All borderlands hum with the frequencies of the unconscious.
December 12, 2017 12:42 AM   Subscribe

Paul Scraton walks a stretch of the Irish border and reflects on the visible and invisible, past and current, borders of Europe.

Garrett Carr on Ireland's border, which he walked and canoed the 300-mile length for his book The Rule of the Land: Walking Ireland’s Border. He created a Map of Connections to map the informal, uncharted border crossings he found.

Kapka Kassabova, author of Border: A Journey to the Edge of Europe about the area where the borders of Greece, Bulgaria and Turkey meet, on the failure of borders, old and new.

Paul Scraton on visiting the now invisible border between East and West Germany at Priwell, which he explored in Ghosts on the Shore, his book about the Baltic coast..


Caught by the River
previously on Metafilter.

Open thread on current Irish border Brexit omnishambles.
posted by Helga-woo (6 comments total) 17 users marked this as a favorite
 
Fine article." All borderlands hum with the frequencies of the unconscious." My experience with crossing the Irish border by train several years ago, going from Dublin to Belfast, confirms this. I am Irish-American, and my grandmother was a Devlin from the North, although I know very little about her as she died before I was born.

I had followed "The Troubles" in the North, and was a little concerned about going there even though my relatives in Galway assured us it was fine. The only change I saw from the train was that the street signs were no longer in Irish, but only in English. There was no stopping the train, no checking passports or anything else. But there was a feeling, the "frequencies of the unconscious" indeed.

Belfast was interesting and it was great to see the Giant's Causeway and Bushmill's Distillery on a tour, but a tiny bit unsettling to see the British flags on many houses. However the people were lovely including some young guys outside a tough pub who directed us to the best restaurant near our hotel as all the pubs had stopped serving food.

I would hate to see a hard border restored between the Republic and the North, it would cause so much hardship for people on both sides and I fear escalate the Troubles again.
posted by mermayd at 5:11 AM on December 12, 2017 [1 favorite]


The "failure of borders" links says that the Kapitan Andreevo-Kapıkule (between Turkey and Bulgaria) is the busiest land crossing in the world, but I've also read that the San Ysidro crossing (between the US and Mexico) is the busiest one. Anyone have any reliable statistics/ways to measure this?
posted by andrewesque at 6:57 AM on December 12, 2017 [1 favorite]

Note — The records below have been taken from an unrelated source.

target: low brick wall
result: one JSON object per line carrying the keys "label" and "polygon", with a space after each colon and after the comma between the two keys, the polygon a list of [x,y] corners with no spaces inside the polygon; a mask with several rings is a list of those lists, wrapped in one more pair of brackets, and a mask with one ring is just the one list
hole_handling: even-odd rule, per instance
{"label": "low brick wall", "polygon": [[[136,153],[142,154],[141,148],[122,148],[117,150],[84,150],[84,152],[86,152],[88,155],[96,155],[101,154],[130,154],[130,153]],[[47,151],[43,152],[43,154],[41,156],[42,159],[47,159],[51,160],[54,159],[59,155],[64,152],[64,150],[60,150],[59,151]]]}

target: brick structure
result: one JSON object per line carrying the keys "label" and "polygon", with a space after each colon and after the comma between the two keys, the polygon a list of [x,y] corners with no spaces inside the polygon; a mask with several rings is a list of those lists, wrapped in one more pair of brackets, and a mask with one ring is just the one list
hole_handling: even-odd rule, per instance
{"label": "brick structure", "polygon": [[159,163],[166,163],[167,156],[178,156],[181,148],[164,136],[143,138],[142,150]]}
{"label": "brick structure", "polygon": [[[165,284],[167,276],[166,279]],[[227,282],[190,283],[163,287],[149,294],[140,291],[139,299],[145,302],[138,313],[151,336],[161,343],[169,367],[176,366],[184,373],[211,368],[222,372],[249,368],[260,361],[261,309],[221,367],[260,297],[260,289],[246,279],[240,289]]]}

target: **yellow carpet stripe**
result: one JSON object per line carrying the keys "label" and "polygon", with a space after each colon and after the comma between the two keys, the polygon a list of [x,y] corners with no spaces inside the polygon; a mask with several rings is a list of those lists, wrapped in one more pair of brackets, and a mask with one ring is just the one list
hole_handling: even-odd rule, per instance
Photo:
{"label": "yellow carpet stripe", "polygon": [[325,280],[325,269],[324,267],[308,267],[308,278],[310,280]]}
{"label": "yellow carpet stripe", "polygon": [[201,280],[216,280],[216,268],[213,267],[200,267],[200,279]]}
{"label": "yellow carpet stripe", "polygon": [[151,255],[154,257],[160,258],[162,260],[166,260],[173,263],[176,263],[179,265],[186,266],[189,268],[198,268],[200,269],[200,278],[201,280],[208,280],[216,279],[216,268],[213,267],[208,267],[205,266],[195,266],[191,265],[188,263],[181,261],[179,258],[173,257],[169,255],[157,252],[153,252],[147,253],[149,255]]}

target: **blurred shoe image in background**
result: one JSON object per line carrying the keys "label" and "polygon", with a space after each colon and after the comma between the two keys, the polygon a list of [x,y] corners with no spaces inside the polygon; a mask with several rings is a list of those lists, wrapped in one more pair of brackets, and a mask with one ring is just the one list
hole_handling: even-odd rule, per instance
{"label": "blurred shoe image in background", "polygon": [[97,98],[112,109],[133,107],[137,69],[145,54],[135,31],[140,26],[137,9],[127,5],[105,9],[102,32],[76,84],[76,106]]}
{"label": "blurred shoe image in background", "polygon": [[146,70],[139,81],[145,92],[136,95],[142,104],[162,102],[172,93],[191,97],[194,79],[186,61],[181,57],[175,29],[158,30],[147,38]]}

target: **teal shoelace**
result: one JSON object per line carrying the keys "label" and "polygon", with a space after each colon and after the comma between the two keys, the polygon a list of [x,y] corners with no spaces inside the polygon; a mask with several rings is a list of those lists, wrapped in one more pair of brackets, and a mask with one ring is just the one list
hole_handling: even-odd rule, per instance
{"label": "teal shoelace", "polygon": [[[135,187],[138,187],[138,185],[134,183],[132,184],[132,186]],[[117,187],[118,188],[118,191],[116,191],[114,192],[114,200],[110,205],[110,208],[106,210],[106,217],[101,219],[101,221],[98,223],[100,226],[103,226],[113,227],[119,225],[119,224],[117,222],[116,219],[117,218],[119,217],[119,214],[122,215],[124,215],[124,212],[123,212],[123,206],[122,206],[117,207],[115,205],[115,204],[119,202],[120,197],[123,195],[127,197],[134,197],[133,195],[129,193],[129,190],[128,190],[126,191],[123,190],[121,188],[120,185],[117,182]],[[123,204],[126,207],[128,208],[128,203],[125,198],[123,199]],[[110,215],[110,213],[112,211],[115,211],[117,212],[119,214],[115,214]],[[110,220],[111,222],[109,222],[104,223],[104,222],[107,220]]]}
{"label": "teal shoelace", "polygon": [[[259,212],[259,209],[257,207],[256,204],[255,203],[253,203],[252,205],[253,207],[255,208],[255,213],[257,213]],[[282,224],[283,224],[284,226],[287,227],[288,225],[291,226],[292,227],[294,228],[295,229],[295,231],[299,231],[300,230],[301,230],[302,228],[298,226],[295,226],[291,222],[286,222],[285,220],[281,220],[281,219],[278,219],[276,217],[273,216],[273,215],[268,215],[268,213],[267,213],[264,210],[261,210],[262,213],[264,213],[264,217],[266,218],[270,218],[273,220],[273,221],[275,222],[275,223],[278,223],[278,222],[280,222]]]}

@mermayd I grew up several miles from the border. Crossing it when I was a kid in the 1980s involved at least a stop and a driving licence check at an army checkpoint with anti-tyre devices, watchtowers covered in anti-rocket mesh and British army soldiers who really didn't want to be there. Scheduled bus services had a stop and a soldier walk the aisles having a look around. Then there were helicopters around, touching down and dropping patrols off in cowfields.

All the above intensified if there had been paramilitary incidents anywhere nearby.

So the border since the Good Friday Agreement is unrecognisable - there physically just isn't one any more. I can't believe that they would seriously let it return as a result of a Brexit decision that many Leave voters are now coming to realise was a bad move.
posted by GallonOfAlan at 6:58 AM on December 12, 2017 [3 favorites]


There's a lot of heartbreak in Stefan Zweig's The World of Yesterday, and a lot of it maps on to the present. But what struck me the most was his notion (however nostalgic) of a golden age of interchange among nations, without borders or passports, that eventually devolved into this:

Nationalism emerged to agitate the world only after the war, and the first visible phenomenon which this intellectual epidemic of our century brought about was xenophobia; morbid dislike of the foreigner, or at least fear of the foreigner. The world was on the defensive against strangers, everywhere they got short shrift. The humiliations which once had been devised with criminals alone in mind now were imposed upon the traveler, before and during every journey. There had to be photographs from right and left, in profile and full face, one’s hair had to be cropped sufficiently to make the ears visible; fingerprints were taken, at first only the thumb but later all ten fingers; furthermore, certificates of health, of vaccination, police certificates of good standing, had to be shown; letters of recommendation were required, invitations to visit a country had to be procured; they asked for the addresses of relatives, for moral and financial guarantees, questionnaires, and forms in triplicate and quadruplicate needed to be filled out.
posted by chavenet at 7:57 AM on December 12, 2017 [7 favorites]


One thing I considered including in the post, but didn't in the end is a link to C P Cavafy's poem Waiting for the Barbarians, which Kapka Kassabova mentions in her article.
posted by Helga-woo at 12:20 PM on December 12, 2017 [3 favorites]


All borderlands hum with the frequencies of the unconscious.

I've crossed the Pennsylvania-Delaware border a fair bit, and I'm not seeing it.